The important thing to remember is that most people lie to themselves about their own behavior because to become aware of it would provoke feelings of guilt or shame, leading to fear. The thought process can be simplified as: “I made a mistake. This confirms my own fears that I am not good enough. No one will accept me or love me. I will be alone. Agh! Scared!” For those who lack self-acceptance (do not have good shame tolerance), these emotional experiences are too painful to bear. To help themselves function, they engage in unhealthy shame management strategies, that pull them away from self-awareness.
This is the conundrum of shame. Shame and guilt are pro-social emotions meant to pull us into compliance with social norms and help us repair mistakes in our relationships. Poorly tolerated shame, unfortunately, does the opposite. It makes us behave poorly (See Donald John Trump and Other-Blamers like him) and damage relationships.
Certainly, there is a time for introspection and self-analysis. This is good use of our powerful thinking and problem-solving minds. However, as I can attest from personal and professional experience, that only takes you so far.
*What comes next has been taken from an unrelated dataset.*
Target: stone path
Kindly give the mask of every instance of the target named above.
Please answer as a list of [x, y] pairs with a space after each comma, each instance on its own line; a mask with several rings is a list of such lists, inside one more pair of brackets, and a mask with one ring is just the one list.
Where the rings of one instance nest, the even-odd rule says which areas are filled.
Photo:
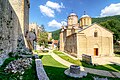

The real solution is to develop compassionate self-acceptance.
As the article notes: “Which is why self-acceptance is a necessary ingredient in self-awareness. ‘Self-acceptance is a really important tool to not just increase our self-awareness, but also love the person we think we are,’ Eurich says. ‘You can think of them as two twin pillars.’ Without self-acceptance, self-awareness becomes an unpleasant process, which in turn keeps us from embracing it. To put it another way, learning to accept yourself makes it easier to be honest about who you are.’
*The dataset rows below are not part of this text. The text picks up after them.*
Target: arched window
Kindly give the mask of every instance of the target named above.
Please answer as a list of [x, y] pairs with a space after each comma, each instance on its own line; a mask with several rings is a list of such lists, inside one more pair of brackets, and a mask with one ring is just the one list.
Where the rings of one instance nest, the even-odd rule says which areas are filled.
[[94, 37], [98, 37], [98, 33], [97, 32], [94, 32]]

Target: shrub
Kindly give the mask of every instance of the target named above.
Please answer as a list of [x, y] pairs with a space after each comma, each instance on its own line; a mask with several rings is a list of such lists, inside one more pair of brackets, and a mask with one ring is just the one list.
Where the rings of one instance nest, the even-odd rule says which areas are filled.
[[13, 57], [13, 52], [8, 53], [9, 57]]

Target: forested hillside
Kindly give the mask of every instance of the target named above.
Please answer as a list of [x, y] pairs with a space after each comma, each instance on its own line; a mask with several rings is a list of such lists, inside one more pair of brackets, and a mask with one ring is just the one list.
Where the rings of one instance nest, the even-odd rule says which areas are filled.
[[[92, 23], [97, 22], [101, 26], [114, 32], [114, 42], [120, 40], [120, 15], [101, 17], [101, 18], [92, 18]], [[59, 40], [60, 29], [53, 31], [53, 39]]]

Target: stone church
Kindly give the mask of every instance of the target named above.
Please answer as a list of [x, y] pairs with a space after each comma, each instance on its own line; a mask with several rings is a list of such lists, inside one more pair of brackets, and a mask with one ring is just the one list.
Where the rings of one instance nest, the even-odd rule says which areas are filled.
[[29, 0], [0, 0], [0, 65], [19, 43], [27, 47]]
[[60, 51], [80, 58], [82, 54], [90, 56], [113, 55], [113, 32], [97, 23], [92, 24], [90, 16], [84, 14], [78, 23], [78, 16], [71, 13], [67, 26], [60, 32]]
In essence, we all make mistakes and are flawed human beings. That is a given. What we must learn to do is accept this fact and then learn to comfort ourselves when we do make mistakes. What causes so much emotional suffering is that we are self-critical in harsh and unloving ways when we experience inevitable screw-ups. This leads us to either dump blame, criticism and accountability on others (Other-Blaming) or avoid criticizing ourselves (Blame Avoidance). We may also be hyper-critical of ourselves (Self-Blaming) in hopes of once-and-for-all fixing our faults so that we can be the perfect, flawless human beings that we and others will find acceptable and lovable. (Good luck with any of these!)
There is a time for intellectual assessment of our faults, of course. But for many people, asking “why did I do that,” as this article recommends, triggers the threat or fear reaction in the nervous system. Without self-compassion as a tool to respond, this self-criticism feels to your brain and body as if it is a threatening experience. The “fight-flight-freeze” reaction that instantly results can cause anxiety, worry and rumination, and perhaps paralyzing “freeze” responses of depression, dissociation, and helpless lack of motivation.
Learning compassionate self-acceptance gives us a way to manage this fear response. It teaches us that we can be there in a loving, comforting way for ourselves when we do fail. This then makes it emotionally safer to look inward, address our faults, and make personal changes. Without self-acceptance we will avoid doing so because it provokes so much emotional pain and fear.